# [Kinematics] Faster way?

• Jun 1st 2010, 10:36 PM
Cthul
[Kinematics] Faster way?
I know how to do it, but it's ridiculously long.
How do I do this the fast way, assuming there is one.
I found the area of all and removed the negative areas to get the distance.

$\displaystyle \frac{\text{distance}}{\text{time}}$

And correctly got A.
• Jun 1st 2010, 10:46 PM
undefined
Quote:

Originally Posted by Cthul
I know how to do it, but it's ridiculously long.
How do I do this the fast way, assuming there is one.
I found the area of all and removed the negative areas to get the distance.

$\displaystyle \frac{\text{distance}}{\text{time}}$

And correctly got A.

I don't think there's a faster way with the information you've been given. You just have to be fast with finding areas of triangles and rectangles (and trapezoid/trapezium) and seeing when certain things cancel each other out. :(

Now, if you'd been given the start position (call it a) and end position (call it b), then there would be an easier way. It would be (1/14)(b-a). (By the fundamental theorem of calculus.)

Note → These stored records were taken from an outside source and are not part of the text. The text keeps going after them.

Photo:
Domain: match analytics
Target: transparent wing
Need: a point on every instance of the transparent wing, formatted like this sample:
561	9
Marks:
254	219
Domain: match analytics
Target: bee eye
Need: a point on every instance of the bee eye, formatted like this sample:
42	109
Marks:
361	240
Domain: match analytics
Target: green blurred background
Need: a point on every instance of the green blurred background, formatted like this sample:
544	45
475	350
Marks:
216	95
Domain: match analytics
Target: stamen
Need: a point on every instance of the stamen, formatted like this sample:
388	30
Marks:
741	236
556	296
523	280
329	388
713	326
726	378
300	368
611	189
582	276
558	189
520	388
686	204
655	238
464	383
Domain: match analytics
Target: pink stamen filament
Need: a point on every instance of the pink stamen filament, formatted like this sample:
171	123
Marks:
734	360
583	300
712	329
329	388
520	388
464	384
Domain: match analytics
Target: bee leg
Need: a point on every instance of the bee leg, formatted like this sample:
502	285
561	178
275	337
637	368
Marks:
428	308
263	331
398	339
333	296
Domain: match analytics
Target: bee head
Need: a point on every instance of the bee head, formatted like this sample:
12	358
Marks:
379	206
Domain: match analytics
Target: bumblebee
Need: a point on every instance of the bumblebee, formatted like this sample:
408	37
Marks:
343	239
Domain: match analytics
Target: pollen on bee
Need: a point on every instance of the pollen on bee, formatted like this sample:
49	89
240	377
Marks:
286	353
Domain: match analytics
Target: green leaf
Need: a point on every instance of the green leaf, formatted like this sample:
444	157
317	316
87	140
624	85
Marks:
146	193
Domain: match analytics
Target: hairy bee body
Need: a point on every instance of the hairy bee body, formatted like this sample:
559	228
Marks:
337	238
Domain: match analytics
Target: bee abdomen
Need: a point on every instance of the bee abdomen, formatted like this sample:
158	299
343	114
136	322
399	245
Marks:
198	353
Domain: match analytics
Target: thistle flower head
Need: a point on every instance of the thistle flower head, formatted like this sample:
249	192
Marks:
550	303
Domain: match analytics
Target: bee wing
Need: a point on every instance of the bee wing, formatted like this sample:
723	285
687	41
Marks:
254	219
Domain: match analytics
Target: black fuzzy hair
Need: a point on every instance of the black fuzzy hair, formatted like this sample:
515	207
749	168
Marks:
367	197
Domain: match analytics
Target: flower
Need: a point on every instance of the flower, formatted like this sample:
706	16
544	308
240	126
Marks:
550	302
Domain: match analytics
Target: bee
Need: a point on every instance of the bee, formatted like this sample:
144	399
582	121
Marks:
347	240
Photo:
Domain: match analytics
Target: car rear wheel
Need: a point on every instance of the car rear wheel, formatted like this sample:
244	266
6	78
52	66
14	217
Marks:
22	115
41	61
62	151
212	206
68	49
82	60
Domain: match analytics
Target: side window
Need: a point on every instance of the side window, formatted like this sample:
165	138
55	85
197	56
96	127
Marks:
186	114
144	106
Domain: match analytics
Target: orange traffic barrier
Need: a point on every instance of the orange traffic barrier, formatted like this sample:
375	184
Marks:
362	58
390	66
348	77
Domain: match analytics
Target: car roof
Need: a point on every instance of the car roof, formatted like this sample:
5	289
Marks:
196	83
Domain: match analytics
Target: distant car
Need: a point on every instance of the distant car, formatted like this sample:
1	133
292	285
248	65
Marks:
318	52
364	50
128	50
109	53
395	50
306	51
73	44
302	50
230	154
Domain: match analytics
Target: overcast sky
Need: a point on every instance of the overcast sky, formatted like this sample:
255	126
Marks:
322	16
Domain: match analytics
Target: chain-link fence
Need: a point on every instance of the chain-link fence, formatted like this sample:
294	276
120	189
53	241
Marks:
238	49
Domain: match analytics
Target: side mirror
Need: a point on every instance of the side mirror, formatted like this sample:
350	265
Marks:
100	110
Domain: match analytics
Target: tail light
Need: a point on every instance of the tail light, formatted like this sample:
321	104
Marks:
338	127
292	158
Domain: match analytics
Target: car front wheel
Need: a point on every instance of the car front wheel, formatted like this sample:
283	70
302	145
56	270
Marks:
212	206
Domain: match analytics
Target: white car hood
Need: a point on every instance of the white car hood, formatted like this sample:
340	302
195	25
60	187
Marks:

Edit: You could however eliminate B immediately, since there's no way a denominator of 14 could get simplified to 16. You could eliminate E by eyeballing it. But I don't see easy ways to eliminate C and D.
• Jun 1st 2010, 11:03 PM
Cthul
Quote:

Originally Posted by undefined
I don't think there's a faster way with the information you've been given. You just have to be fast with finding areas of triangles and rectangles (and trapezoid/trapezium) and seeing when certain things cancel each other out. :(

Now, if you'd been given the start position (call it a) and end position (call it b), then there would be an easier way. It would be (1/14)(b-a). (By the fundamental theorem of calculus.)

Edit: You could however eliminate B immediately, since there's no way a denominator of 14 could get simplified to 16. You could eliminate E by eyeballing it. But I don't see easy ways to eliminate C and D.

Could you show me how you would do it?
• Jun 1st 2010, 11:14 PM
undefined
Quote:

Originally Posted by Cthul
Could you show me how you would do it?

No problem.

So going from point A to B, the area is 0 because the positive and negative contributions are equal.

Then from B to C it's -18.

Then from C to the place where it crosses the x-axis, it's -6, making overall total of -24. Then from that point to D it's 24, making overall total 0.

Then from D to E it's 2 * (average of 8 and 12) = 20. So the answer is 20/14 = 10/7.
• Jun 1st 2010, 11:44 PM
Cthul
Thanks, that's really helpful. I wasn't aware of the first part being that they would cancel out.